SSS to restructure loans next month
MANILA, Philippines — State-run Social Security System (SSS) is planning to implement starting March a loan condonation program, which will allow delinquent members and employers to pay their unpaid contributions without penalties, according to a top official.
In an interview with reporters, SSS president and chief executive officer Emmanuel Dooc said the SSS would be ready to roll out a loan restructuring program once RA 11199 or the Social Security Act of 2019 becomes effective on March 5.
“That is automatic in the law. Because this law was passed, six months (within) its effective date, delinquent employers or members can apply for condonation.
So we are ready for that. Once it gets effective, we can accept application for condonation,” Dooc said.
SSS senior vice president and chief legal counsel Voltaire Agas said the program will encourage more members and employers to come out and pay their unpaid contributions as the SSS will be waiving their penalties within the prescribed six-month period.
Antonio Argabioso, SSS vice president for the Large Accounts Division, said members will also be given an opportunity to wipe out their delinquencies either through full payment or installment basis.
He said the terms of the condonation program, however, will still depend on the law’s implementing rules and regulations (IRR), which the SSS is currently drafting.
Once the draft is done, Dooc said the SSS would conduct public consultations on the IRR. He said one is scheduled this March 4 in Cebu, and another one in March 4 at the SSS’ head office in Quezon City.
RA 11199 or the SS Act seeks to empower the Social Security Commission to increase benefits, condone penalties and rationalize investments, among others.
Under the transitory provisions of the SS Act, an employer who is delinquent or has not remitted all contributions due and payable to SSS may, within six months from the effectivity of the law, remit said contributions or submit a proposal to pay it in installment within a period approved by the Social Security Commission, without incurring the prescribed penalty.
In case the employer fails to remit contributions within the six-month period, the penalty will be imposed from the time the contributions first became due.
Upon approval and payment of the contributions in full or installments, any pending case filed against the employer shall be withdrawn. However, this will be refiled if the employer fails to settle their obligations.

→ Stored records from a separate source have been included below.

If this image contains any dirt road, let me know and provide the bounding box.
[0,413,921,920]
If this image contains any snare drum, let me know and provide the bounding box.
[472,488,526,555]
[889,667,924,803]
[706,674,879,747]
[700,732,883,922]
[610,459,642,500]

Dooc, citing data from the Commission on Audit (COA), earlier said the SSS has uncollected contributions amounting to P13.8 billion as of end-2017.
Currently, the SSS is already implementing a Loan Restructuring Program, which is effective until April 1, 2019.
The program was launched in April 2 last year and had collected more than P2 billion from nearly 300,000 avails in the first five months of its implementation.
From April 2 to Aug. 31 last year, SSS was able to condone P4.3 billion in penalties, resulting in restructure loans amounting to P4.9 billion.
This 2019, Dooc said SSS is targeting to raise its contribution collections to P223 billion, P42 billion higher than the P181.92 billion collected last year, and more than double its end-2013 level of P103 billion.